Let
- $(E,\mathcal E)$ be a measurable space
- $\mu$ be a probability measure on $(E,\mathcal E)$
- $X_n$ be an $(E,\mathcal E)$-valued random variable for $n\in\mathbb N$
- $\kappa$ be a Markov kernel on $(E,\mathcal E)$
- $p\in[0,1]$
Assume we construct a sequence $(Y_n)_{n\in\mathbb N}$ of $(E,\mathcal E)$-valued random variables in the following way: With probability $p$ we draw $Y_n$ from $\mu$ for all $n\in\mathbb N$ and with probability $1-p$ we draw $Y_n$ from $\kappa(X_n,\;\cdot\;)$ for all $n\in\mathbb N$.
I'm confused whether $(Y_n)_{n\in\mathbb N}$ given $(X_n)_{n\in\mathbb N}$ is distributed according to $$E^{\mathbb N}\times\mathcal E^{\otimes\mathbb N}\ni(x,B)\mapsto\bigotimes_{n\in\mathbb N}\left(p\mu+(1-p)\kappa(x_n,\;\cdot\;)\right)\tag1$$ or $$E^{\mathbb N}\times\mathcal E^{\otimes\mathbb N}\ni(x,B)\mapsto p\mu^{\otimes\mathbb N}+(1-p)\bigotimes_{n\in\mathbb N}\kappa(x_n,\;\cdot\;).\tag2$$
Intuitively, it should be $(2)$, but formally it actually seems to be $(1)$. What is correct?

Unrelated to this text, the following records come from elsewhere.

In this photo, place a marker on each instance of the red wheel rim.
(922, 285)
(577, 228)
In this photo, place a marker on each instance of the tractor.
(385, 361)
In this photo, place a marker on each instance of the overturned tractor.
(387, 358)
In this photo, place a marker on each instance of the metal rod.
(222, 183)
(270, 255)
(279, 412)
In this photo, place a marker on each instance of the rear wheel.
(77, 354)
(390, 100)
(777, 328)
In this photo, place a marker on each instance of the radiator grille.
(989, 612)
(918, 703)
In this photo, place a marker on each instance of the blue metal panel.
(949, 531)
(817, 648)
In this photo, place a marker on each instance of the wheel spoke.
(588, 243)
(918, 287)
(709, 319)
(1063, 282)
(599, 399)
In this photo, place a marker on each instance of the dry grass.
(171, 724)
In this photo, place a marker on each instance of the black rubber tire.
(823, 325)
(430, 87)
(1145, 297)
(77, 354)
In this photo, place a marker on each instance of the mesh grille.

Moreover, I'd be interested in the following: If $\mu$ and $\kappa$ admit densities $f$ and $g$ with respect to a common reference measure $\lambda$, do $(1)$ and $(2)$ admit a density with respect to $\lambda^{\otimes\mathbb N}$? The infinite product seems to be problematic. But is there a density at least when we replace the infinite product with a finite one?

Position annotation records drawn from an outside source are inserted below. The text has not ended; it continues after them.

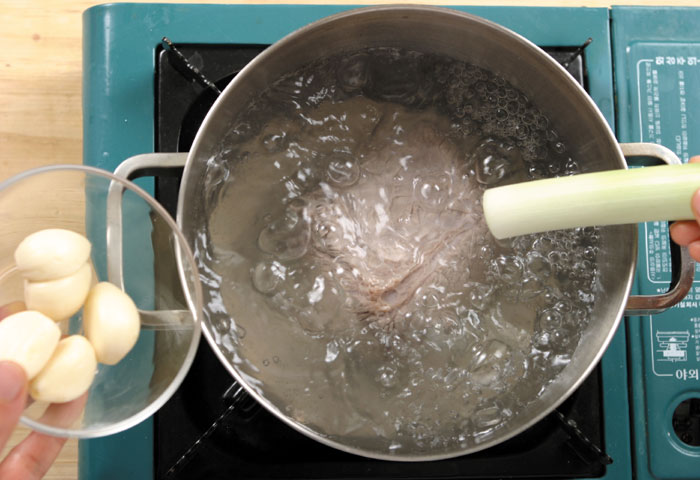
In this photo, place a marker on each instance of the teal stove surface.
(657, 66)
(119, 52)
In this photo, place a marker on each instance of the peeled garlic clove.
(111, 322)
(28, 338)
(11, 308)
(68, 373)
(51, 253)
(61, 298)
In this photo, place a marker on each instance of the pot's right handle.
(681, 278)
(133, 167)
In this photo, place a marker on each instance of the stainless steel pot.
(477, 41)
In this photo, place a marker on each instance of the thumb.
(13, 393)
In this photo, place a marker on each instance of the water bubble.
(343, 170)
(287, 237)
(353, 73)
(267, 275)
(538, 265)
(434, 191)
(549, 319)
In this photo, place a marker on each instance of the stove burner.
(212, 429)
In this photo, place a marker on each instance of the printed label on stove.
(667, 74)
(675, 345)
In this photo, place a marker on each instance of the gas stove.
(640, 409)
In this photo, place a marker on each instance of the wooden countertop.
(40, 98)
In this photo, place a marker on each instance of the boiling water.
(350, 275)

You take the product of measures when you have independence, so $(1)$ would be the conditioned law of $(Z_n)_{n\in \mathbb{N}}$ where you draw independtly for each $Z_i$ whether or not they follow the law $\mu$ with probability $p$. The conditioned distribution of your sequence $(Y_n)_{n\in \mathbb{N}}$ would be $(2)$ assuming the $(X_n)_{n\in \mathbb{N}}$ are independent.